HariboBrenshnio · 09/04/2019 22:54

Sticker is a fab idea. It's let's everyone who deals with the child know something happened and to keep a closer eye and prompts staff at the end of the day to tell parents.

My sons primary gives us a note at the end of the day but they also put a wrist band on the child, saying the injury, so anyone who looks after them knows.

FB also good. I might not read the newsletter but I'll notice the status when I scroll through FB at the end of the day and know to check. Sounds like the nursery has some great ways to communicate with parents.

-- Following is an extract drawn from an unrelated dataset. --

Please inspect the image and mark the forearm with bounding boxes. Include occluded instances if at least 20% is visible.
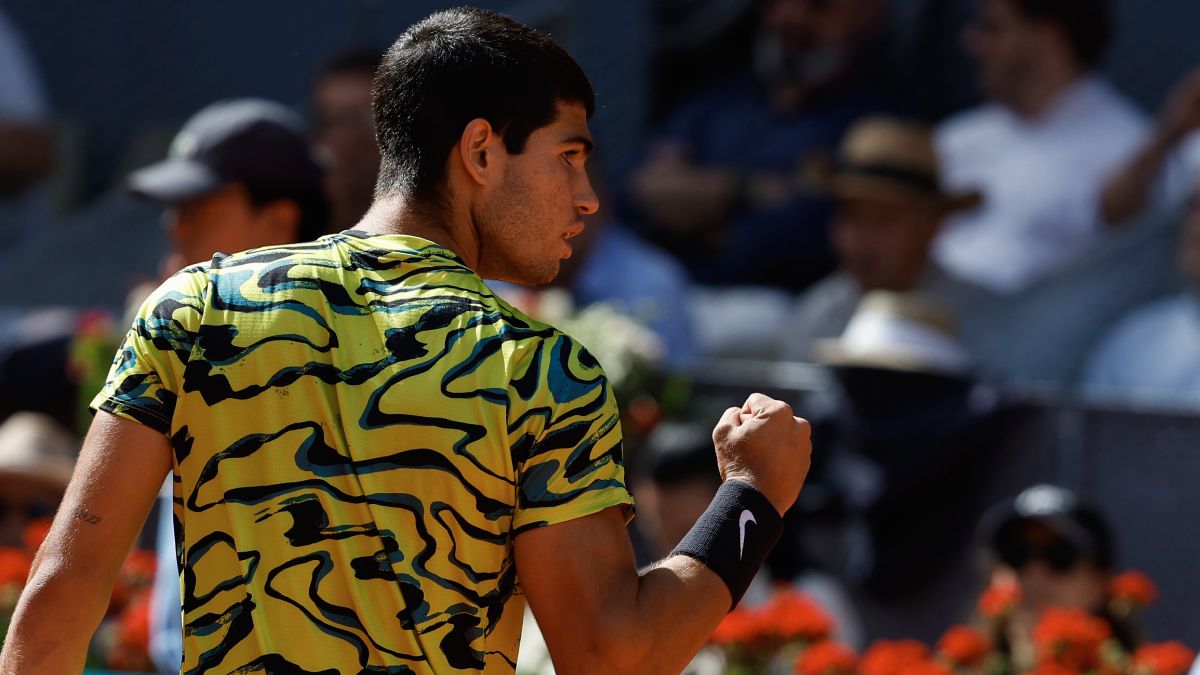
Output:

PregnantSea · 10/04/2019 05:11

I wouldn't have an issue with either of those things but you are entitled to. It's your DC, if the nursery doesn't operate in a way that you like them send them somewhere else. Don't feel like you have to justify it to other people, it's not up to them.

NewName54321 · 10/04/2019 06:35

Neither of the things you mentioned is in itself a negative, actually probably positives, but if they are symptoms of your gut reaction that you don't like or couldn’t trust that setting then don't choose it.
You'd spend all day worrying and when something, even minor, happens you'd be questioning how they handled it because that initial doubt is already there for you.

whitehalleve · 10/04/2019 06:39

Those things wouldn't put me off. The main thing, aside from safety issues, is now loving and caring are they. They rest is just detail.

Purplestorm83 · 10/04/2019 06:52

Both sound fine to me - but don’t choose a nursery just because it’s the closest, if you have doubts about it (or just prefer one that’s slightly further away), or you’ll end up regretting your choice.